Our spring warm-and-frosts killed off our state’s fruit tree blossoms. This summer has been H-O-T and D-R-Y. The drought has nearly done in the corn, but for your tofu lovers, the heat has helped the soybean crop.
During one of my more philosophical moments last week, and after hearing complaints from people in my critique group about going through dry writing spells lately, and being fully aware of the unusual weather this summer, I started wondering how much our own psyche and writing is related to weather. I know that moon-cycles and tides have a physical effect on people’s emotions and behavior (ask people working in E.R.s or law enforcement). As a former teacher, I could tell you exactly when a storm was coming in by the squirrely antics of my students the day before, as the barometer jumped along with the kids.

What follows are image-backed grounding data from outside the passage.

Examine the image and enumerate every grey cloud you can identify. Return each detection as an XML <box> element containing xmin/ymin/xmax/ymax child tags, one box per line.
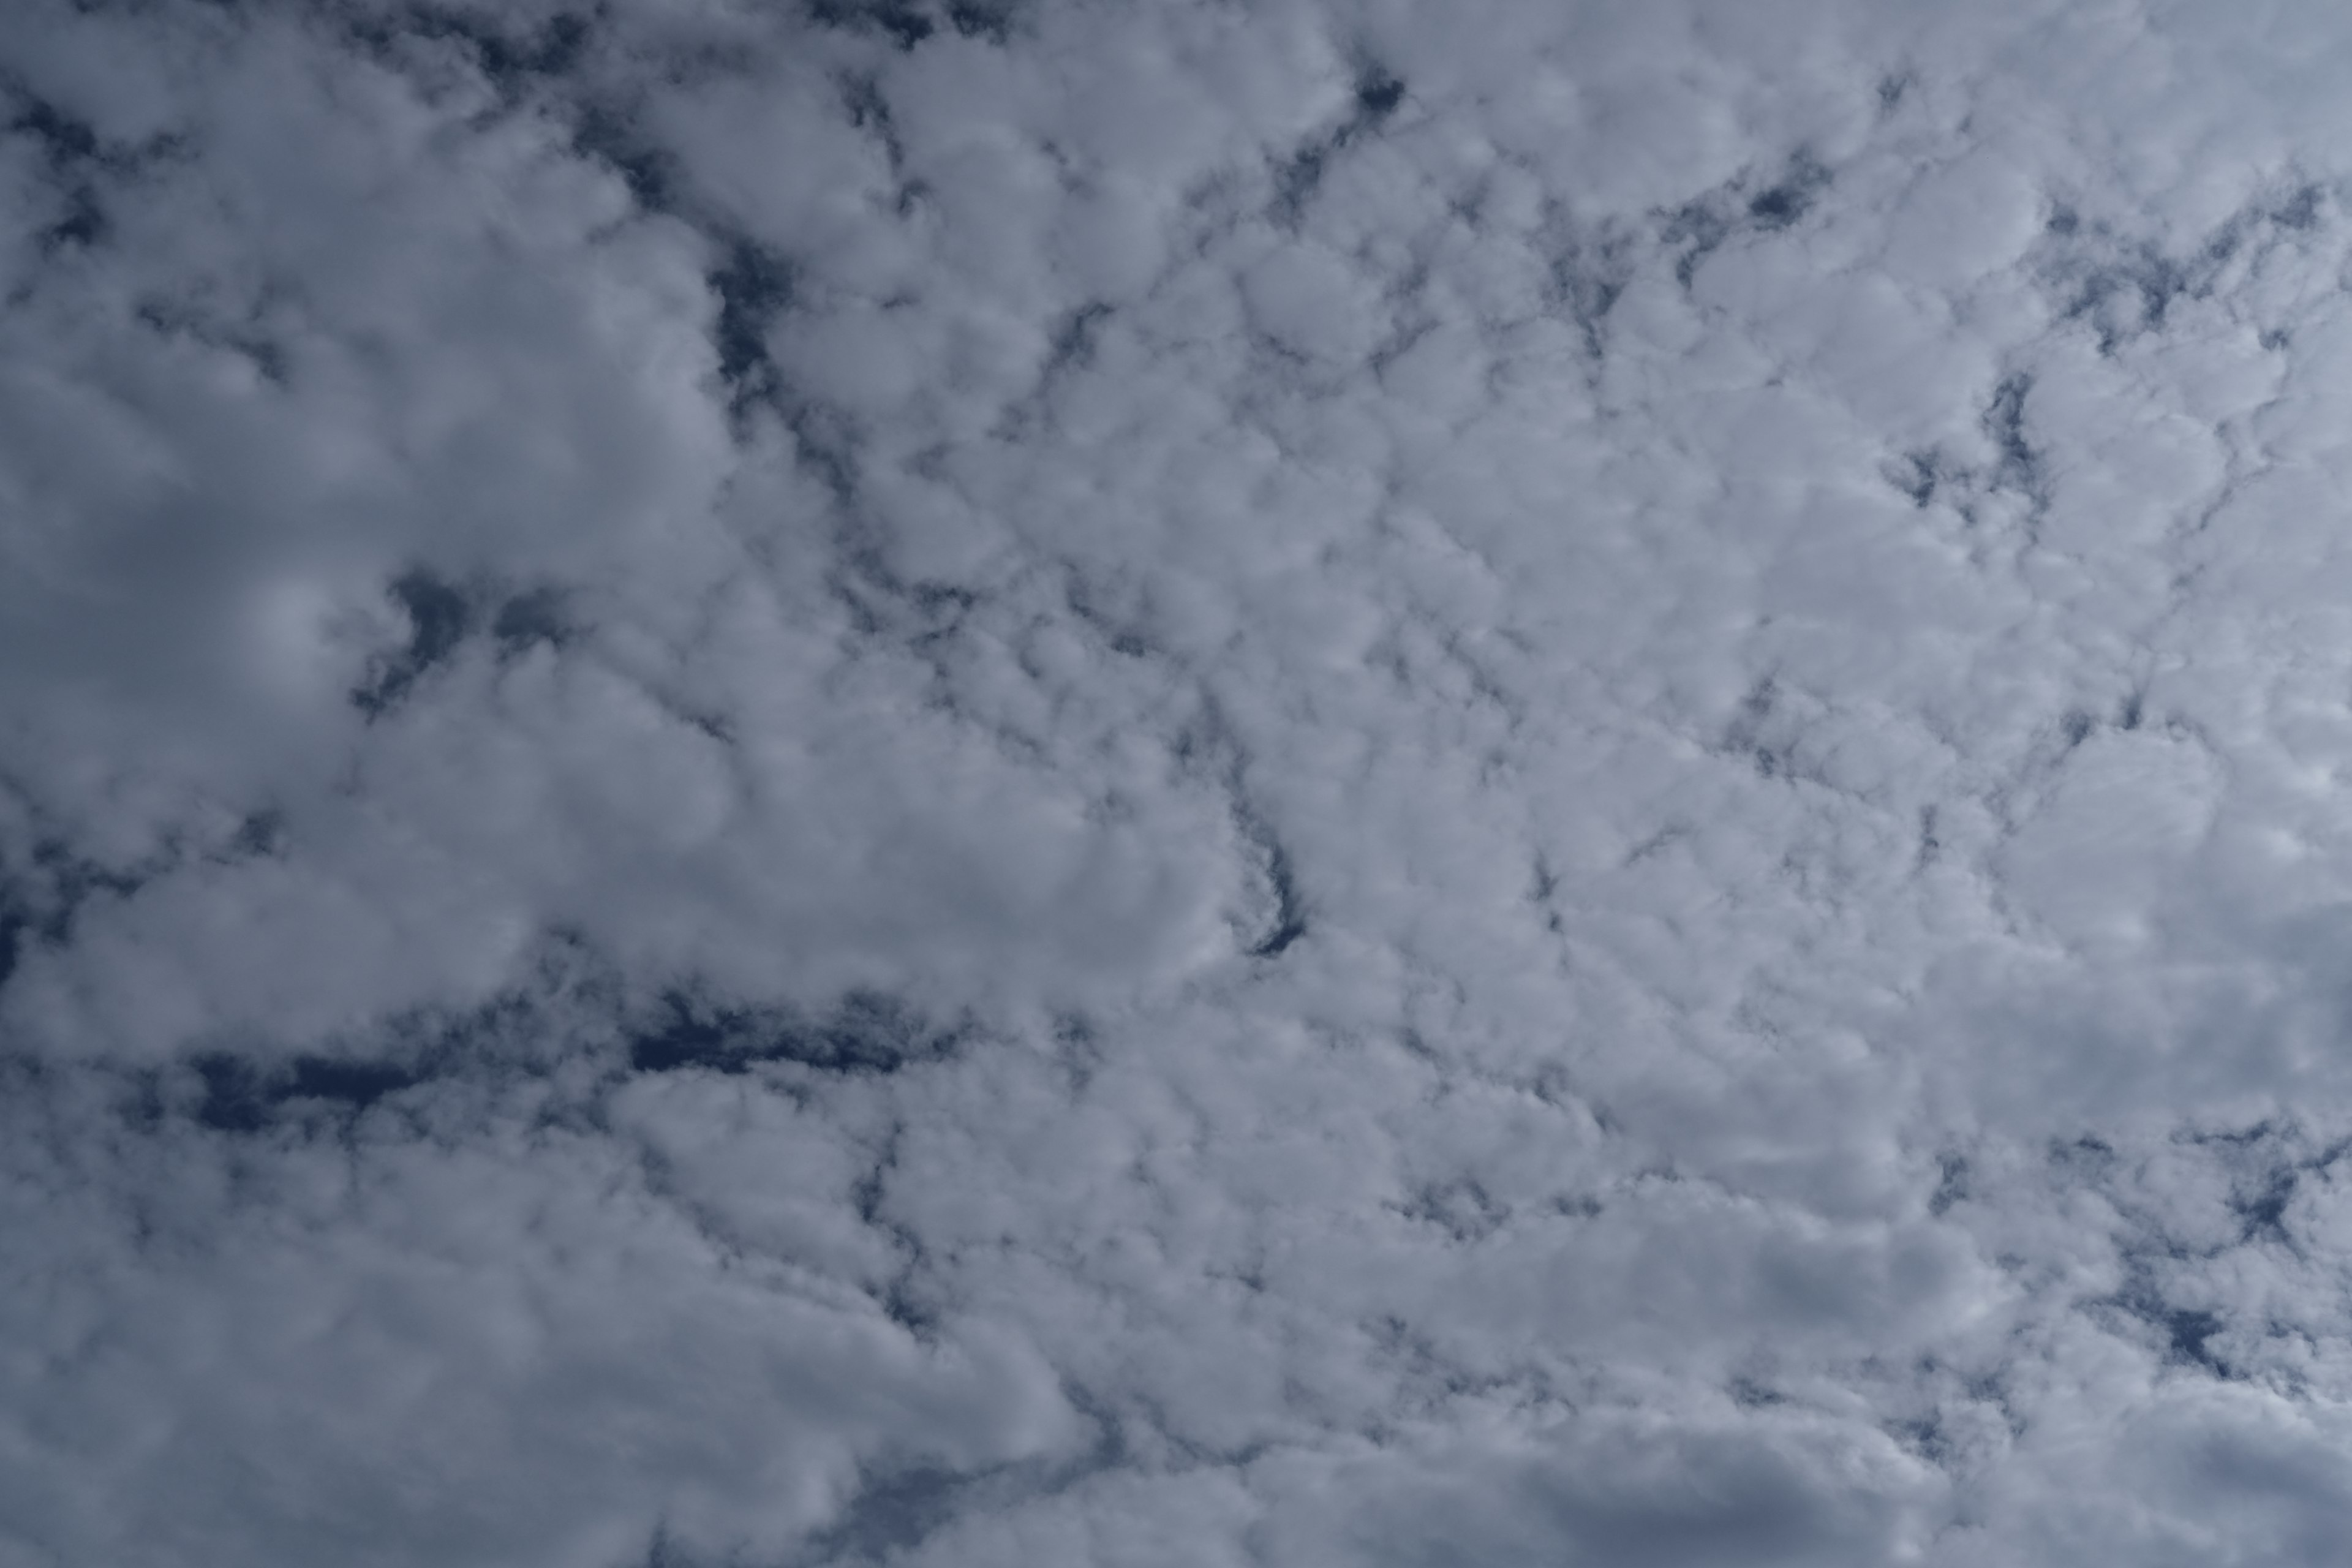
<box><xmin>13</xmin><ymin>0</ymin><xmax>2352</xmax><ymax>1563</ymax></box>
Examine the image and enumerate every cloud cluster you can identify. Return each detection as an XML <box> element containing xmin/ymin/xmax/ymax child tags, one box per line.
<box><xmin>11</xmin><ymin>0</ymin><xmax>2352</xmax><ymax>1562</ymax></box>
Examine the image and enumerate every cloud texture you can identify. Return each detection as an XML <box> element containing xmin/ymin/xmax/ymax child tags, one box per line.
<box><xmin>11</xmin><ymin>0</ymin><xmax>2352</xmax><ymax>1562</ymax></box>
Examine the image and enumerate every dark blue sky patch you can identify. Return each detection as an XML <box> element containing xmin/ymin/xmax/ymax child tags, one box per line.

Embrace your dry periods as a natural cycle of life of which you are a part. (Cue in Lion King’s “Circle of Life” song in background as you continue reading this post.) It’s okay to ignore that “Write every day” creed and trudge through a dry period. I give you permission. And now you can even blame the brain-suck on the weather! (Or on me.) Just don’t ignore your writing forever. Sadly, I’ve known some really excellent writers who have done just that.
I figured since I can’t think this summer, I should invest what little energy I have into physical projects. A few years ago, I took the wallpaper off the kitchen sopet near the ceiling. The wall was hard and smooth beneath, and although awkward to get to, the paper came off and the paint spread on rather fast and slick. So last week when I removed the wallpaper from the main walls of our kitchen, I discovered three different types of walling beneath the paper. As ugly as the wallpaper was, it covered a lot of uglier wall. So now, I no longer feel I have a blank pallet to work with and a fast house project to complete. Before me lies a time-consuming challenge. After staring at my ugly kitchen, writing suddenly seems extremely appealing. Hallelujah! I’m inspired to write again. Rats. I know it’s just my attempt to procrastinate the uglies. There’s nothing like needier projects (or visiting relatives) to sling you right back into the writing mood.
Embrace your dry times. Do something non-writing. And never give up.